I cannot square the incredible support we have received for Cards for Ukraine from Austrian civil society with the xenophobic rhetoric which has become normalised by politicians (and some of the media). With the rise of “Austria for Austrians” and all that entails. And every time I come back from a trip abroad, I feel like I am returning to a time capsule, for better and for worse, if that makes sense. Sometimes it feels like the world is moving forward while Austria is standing still and even moving backwards. That really scares me. Canada blew me away with how it transformed tolerance and equality into a national mantra. I fear here in Europe some nations are moving entirely in the other direction.
I didn’t link to sources for the comments I made above, but perhaps another day I can expand with more supporting information. That’s enough for now. That is, broadly, what I worry about here on the ground.
Some long-weekend recommended viewing and reading. Unfortunately I still cannot embed tweets (thanks, Elon):
I’ve only just discovered Arkady Ostrovsky’s podcast for The Economist: Next Year in Moscow. Everyone online has been raving. The first episode did not disappoint.
Elderly Ukrainians and their pets stay put in the abandoned east (CNN)
I’m a sniper. And I’m pregnant: meet Ukraine’s frontline lovers (Sunday Times)
The Russians took their children. These mothers went and got them back. (New York Times)
Rückkehr zu den Frauen im Krieg: Warum sie stark bleiben | #WHY - Sophia Maier, an excellent hour-long report in German on women in Ukraine, one year on. I am always impressed when journalists without Ukrainian or Russian language skills are able to capture so many emotions, but Sophia does a great job.
Oh yes…we saw Air in the cinema last night. It was great! Highly recommend!
This cutie adorned our Easter table today. I ordered it over Instagram from a cafe in Vienna which is apparently now Ukrainian-run. It was doing a bustling brunch business this morning, and reminded me I want to make time to sample some of the new businesses popping up by Ukrainian owners trying to bring some of their gastro and aesthetic creativity to the Viennese dining scene. My teenager in tow made a note she wants to come back with friends for the “avocado toasts”.

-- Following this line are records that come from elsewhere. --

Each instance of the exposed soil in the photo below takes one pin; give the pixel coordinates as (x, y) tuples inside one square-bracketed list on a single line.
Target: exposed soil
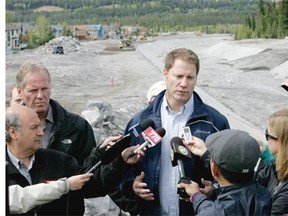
[(237, 74)]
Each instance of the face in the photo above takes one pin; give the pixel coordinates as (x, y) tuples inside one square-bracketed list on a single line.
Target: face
[(29, 136), (36, 93), (272, 142), (15, 97), (180, 82)]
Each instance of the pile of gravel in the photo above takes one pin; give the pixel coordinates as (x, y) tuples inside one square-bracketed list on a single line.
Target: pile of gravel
[(69, 44)]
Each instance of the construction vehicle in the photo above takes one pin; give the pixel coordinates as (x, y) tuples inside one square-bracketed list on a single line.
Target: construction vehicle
[(125, 38)]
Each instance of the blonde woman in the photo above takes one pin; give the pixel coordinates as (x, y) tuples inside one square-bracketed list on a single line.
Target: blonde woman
[(275, 175)]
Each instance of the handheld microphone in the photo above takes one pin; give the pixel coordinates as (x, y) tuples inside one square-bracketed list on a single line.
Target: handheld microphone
[(137, 129), (179, 153), (151, 137), (109, 154)]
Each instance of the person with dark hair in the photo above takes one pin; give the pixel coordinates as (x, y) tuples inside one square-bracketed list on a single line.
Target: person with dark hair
[(28, 164), (63, 131), (153, 184), (233, 157)]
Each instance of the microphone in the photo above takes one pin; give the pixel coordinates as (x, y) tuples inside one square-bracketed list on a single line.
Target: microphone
[(179, 153), (137, 129), (151, 137), (109, 154)]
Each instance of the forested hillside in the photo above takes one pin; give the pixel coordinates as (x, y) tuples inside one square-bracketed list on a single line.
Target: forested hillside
[(161, 15), (246, 18)]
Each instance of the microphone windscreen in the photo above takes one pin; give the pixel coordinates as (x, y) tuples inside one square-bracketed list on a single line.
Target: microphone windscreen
[(161, 131), (115, 149), (176, 140), (147, 123)]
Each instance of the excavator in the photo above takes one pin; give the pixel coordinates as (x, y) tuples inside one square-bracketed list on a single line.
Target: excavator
[(125, 38)]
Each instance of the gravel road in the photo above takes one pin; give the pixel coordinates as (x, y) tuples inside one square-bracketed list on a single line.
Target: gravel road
[(251, 93)]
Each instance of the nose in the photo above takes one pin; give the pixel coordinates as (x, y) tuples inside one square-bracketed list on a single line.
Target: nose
[(183, 82), (40, 131), (39, 94)]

I mailed a lot of cards over the past few days (one frequent donor generously emailed me many e-mail gift cards I was able to print at home and send), but with the long weekend, I don’t anticipate photos will start to roll in until later this week. I am almost out of cards, but I feel good that I reached those today in the most desperate situations — namely those with no fixed address and waiting at the mercy of the bureaucracy here. No address means no blue card means no social payment. It seems cruel to keep people, even kids, in limbo for so long. It would be more honest for Austria to hang up a “we’re full” sign, but that hasn’t happened yet, and although I have not been in Ukraine since the war started, I fully understand the multitude of factors driving many to come to Europe, even now, even more than a year since Russia’s invasion.
Thank you for reading and for your continued support.